O primeiro conselho indispensável que dou ao Departamento Pessoal de qualquer empresa é iniciar os processos de maneira correta. Isso significa verificar na hora da contratação se a documentação do novo profissional está adequada. Parece ser uma recomendação banal, mas, por exemplo, é muito comum informações do PIS não serem as mesmas do CPF, o que exige a correção por parte do colaborador junto ao órgão que originou o erro. A simples ação de “começar da maneira correta” agiliza o cadastro das informações iniciais e antecipa as inconformidades.

Esse conselho serve também para os profissionais já contratados. A verificação das informações também deve ser realizada para evitar problemas na hora de inserir os dados no sistema do eSocial a fim de não prejudicar os prazos legais. Portanto, cheque todas as informações que serão comunicadas ao ESocial, confira se serão feitas da maneira adequada e no período estabelecido. Se algo não estiver se encaixando, crie novos processos e treine ainda mais os envolvidos nessas tarefas, será melhor dedicar seu tempo explicando os procedimentos para o seu profissional, do que explicar a fiscalização o porquê daquilo não ter sido feito.

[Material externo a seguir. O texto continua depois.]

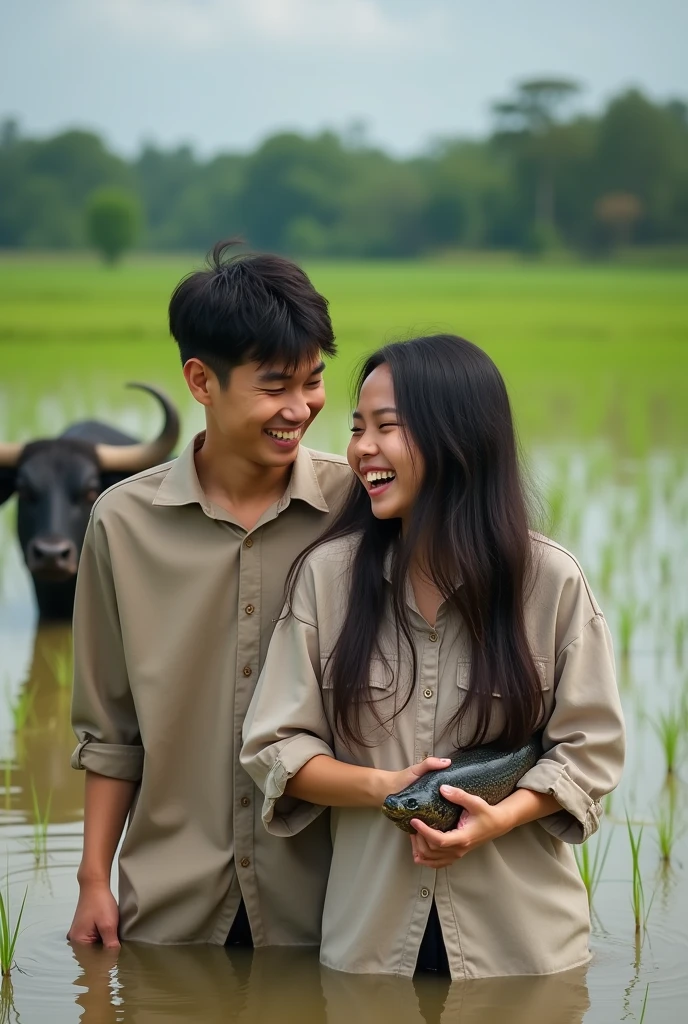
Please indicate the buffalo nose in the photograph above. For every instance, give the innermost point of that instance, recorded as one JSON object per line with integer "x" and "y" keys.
{"x": 50, "y": 553}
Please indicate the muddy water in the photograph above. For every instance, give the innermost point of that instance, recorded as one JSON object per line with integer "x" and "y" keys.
{"x": 627, "y": 518}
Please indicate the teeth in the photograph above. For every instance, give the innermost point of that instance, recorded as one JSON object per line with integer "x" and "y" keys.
{"x": 285, "y": 435}
{"x": 386, "y": 474}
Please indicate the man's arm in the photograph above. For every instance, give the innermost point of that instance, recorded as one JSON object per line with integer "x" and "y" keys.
{"x": 106, "y": 804}
{"x": 110, "y": 749}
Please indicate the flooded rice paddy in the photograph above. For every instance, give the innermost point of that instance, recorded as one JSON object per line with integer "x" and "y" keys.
{"x": 609, "y": 460}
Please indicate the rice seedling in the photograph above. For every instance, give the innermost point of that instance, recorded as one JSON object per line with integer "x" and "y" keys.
{"x": 644, "y": 1007}
{"x": 670, "y": 727}
{"x": 20, "y": 708}
{"x": 631, "y": 614}
{"x": 7, "y": 1008}
{"x": 591, "y": 867}
{"x": 680, "y": 637}
{"x": 667, "y": 826}
{"x": 556, "y": 503}
{"x": 40, "y": 825}
{"x": 641, "y": 911}
{"x": 8, "y": 932}
{"x": 7, "y": 782}
{"x": 607, "y": 566}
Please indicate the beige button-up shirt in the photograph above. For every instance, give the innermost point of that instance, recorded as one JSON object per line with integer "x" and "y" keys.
{"x": 515, "y": 905}
{"x": 174, "y": 609}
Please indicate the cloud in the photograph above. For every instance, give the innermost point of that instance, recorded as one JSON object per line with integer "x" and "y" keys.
{"x": 302, "y": 25}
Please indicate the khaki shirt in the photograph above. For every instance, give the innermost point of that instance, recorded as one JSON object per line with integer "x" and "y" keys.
{"x": 174, "y": 609}
{"x": 515, "y": 905}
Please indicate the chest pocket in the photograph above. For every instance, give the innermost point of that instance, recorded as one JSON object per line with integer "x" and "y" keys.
{"x": 497, "y": 716}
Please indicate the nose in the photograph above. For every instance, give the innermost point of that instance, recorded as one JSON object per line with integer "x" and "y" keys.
{"x": 363, "y": 445}
{"x": 298, "y": 410}
{"x": 49, "y": 555}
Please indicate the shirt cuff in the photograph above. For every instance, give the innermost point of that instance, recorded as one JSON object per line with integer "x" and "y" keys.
{"x": 114, "y": 760}
{"x": 288, "y": 815}
{"x": 579, "y": 816}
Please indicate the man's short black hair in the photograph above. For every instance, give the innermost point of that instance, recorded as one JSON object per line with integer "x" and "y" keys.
{"x": 249, "y": 307}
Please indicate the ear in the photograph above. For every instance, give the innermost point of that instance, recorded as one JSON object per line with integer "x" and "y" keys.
{"x": 7, "y": 482}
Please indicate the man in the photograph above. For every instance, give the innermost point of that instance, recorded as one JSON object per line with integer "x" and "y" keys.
{"x": 179, "y": 584}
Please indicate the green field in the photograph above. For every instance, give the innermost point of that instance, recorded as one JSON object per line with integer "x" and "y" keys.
{"x": 588, "y": 350}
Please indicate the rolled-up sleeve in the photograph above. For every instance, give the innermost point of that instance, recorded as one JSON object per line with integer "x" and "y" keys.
{"x": 286, "y": 724}
{"x": 103, "y": 715}
{"x": 584, "y": 740}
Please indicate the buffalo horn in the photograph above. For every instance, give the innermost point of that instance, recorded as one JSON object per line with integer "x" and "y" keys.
{"x": 134, "y": 458}
{"x": 9, "y": 453}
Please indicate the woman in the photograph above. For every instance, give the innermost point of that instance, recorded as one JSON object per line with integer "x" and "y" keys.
{"x": 429, "y": 619}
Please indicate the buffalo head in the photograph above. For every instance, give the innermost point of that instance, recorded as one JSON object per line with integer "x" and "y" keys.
{"x": 56, "y": 482}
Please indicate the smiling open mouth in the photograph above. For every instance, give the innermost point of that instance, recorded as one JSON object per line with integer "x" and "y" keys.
{"x": 379, "y": 479}
{"x": 285, "y": 438}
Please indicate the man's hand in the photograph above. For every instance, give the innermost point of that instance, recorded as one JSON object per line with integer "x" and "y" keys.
{"x": 96, "y": 916}
{"x": 479, "y": 822}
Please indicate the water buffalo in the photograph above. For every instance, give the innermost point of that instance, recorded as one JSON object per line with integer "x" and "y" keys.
{"x": 56, "y": 482}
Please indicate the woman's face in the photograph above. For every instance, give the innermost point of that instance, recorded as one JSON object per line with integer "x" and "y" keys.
{"x": 384, "y": 459}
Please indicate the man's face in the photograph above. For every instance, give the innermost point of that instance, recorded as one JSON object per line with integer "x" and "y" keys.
{"x": 264, "y": 411}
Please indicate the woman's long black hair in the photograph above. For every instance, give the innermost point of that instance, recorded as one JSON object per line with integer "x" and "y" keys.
{"x": 469, "y": 520}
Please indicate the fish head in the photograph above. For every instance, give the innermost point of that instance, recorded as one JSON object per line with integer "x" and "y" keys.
{"x": 402, "y": 807}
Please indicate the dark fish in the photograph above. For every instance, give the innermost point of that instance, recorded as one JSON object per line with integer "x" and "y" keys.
{"x": 484, "y": 771}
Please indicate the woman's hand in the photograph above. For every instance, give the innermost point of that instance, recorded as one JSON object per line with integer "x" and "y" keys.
{"x": 479, "y": 822}
{"x": 394, "y": 781}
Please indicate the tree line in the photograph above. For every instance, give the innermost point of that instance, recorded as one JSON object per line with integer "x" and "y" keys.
{"x": 545, "y": 177}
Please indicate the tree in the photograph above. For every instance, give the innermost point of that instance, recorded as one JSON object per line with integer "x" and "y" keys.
{"x": 113, "y": 221}
{"x": 528, "y": 124}
{"x": 618, "y": 212}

O eSocial irá impactar múltiplos setores das empresas, todos estarão envolvido na visualização do projeto e deverão tratá-lo como esforço sistêmico. De fato o departamento mais envolvido com o eSocial será o de Recursos Humanos. Dessa forma, o RH deverá incluir em sua rotina de tarefas os reports para o sistema.

Uma dica valiosa para o RH é aproveitar este momento – julgado burocrático – e encarar como uma oportunidade para estruturar e reorganizar os cargos, como as informações referentes aos cargos serão utilizadas para validação do sistema, o RH precisa ter a informação detalhada de todas as colocações, sendo desta forma uma excelente ocasião para rever estrategicamente as colocações dos profissionais se tornando um ponto positivo na gestão de talentos da empresa.

Outra dica bastante importante é que todos os departamentos trabalhem em conformidade. Pode ser uma dica considerada praxe, mas que deve ser enfatizada. Para suprir essa nova demanda do governo é necessário que toda a equipe entenda as novas exigências.

Por exemplo, não serão aceitos registros de demissão se não houver um registro de admissão anterior, ou seja, é necessária uma sincronia no envio das informações. Com uma equipe desalinhada provavelmente haverá inconformidades, tornando as tarefas mais trabalhosas e consequentemente onerosas.

Provavelmente a maior dificuldade em todo esse período de transformação será a necessidade de uma mudança cultural além da adaptação de processos internos. Mais uma vez: disponibilize tempo e treine as equipes, a inserção dos novos procedimentos de maneira estratégica trará um menor impacto sob a cultura organizacional da empresa.

Uma nova fiscalização está a caminho

O eSocial estará para as empresas assim como a sofisticada forma de apresentar a Declaração de Imposto de Renda da Pessoa Física (DIRPF) está para os contribuintes.

Atualmente o Estado não tem braço suficiente para fiscalizar com eficiência 100% das empresas existentes no país, o que fomenta uma sensação real de que as “grandes” empresas convivem muitas vezes com um fiscal dentro de suas instalações, ao passo que algumas pequenas empresas nunca receberam um só fiscal em seus estabelecimentos.

A lógica é simples: o fisco parece priorizar os maiores contribuintes. Entretanto, o eSocial permitirá que a nova fiscalização atinja de forma imediata e automática uma proporção maior de empresas ao longo de todo o país, que dado o rigor da legislação trabalhista, previdenciária e tributária, estarão totalmente vulneráveis a uma ação fiscal faminta pela arrecadação de mais e mais impostos.

Por este motivo sugere-se que as empresas se preparem para o eSocial não apenas em relação aos seus artefatos tecnológicos, revisão de processos ou treinamento de pessoal, mas aproveitem este momento para revisar e eventualmente corrigir sua classificação tributária incidente sobre a folha de pagamento, trabalho este que sugere-se seja realizado entre o RH, o Jurídico e a Área Fiscal.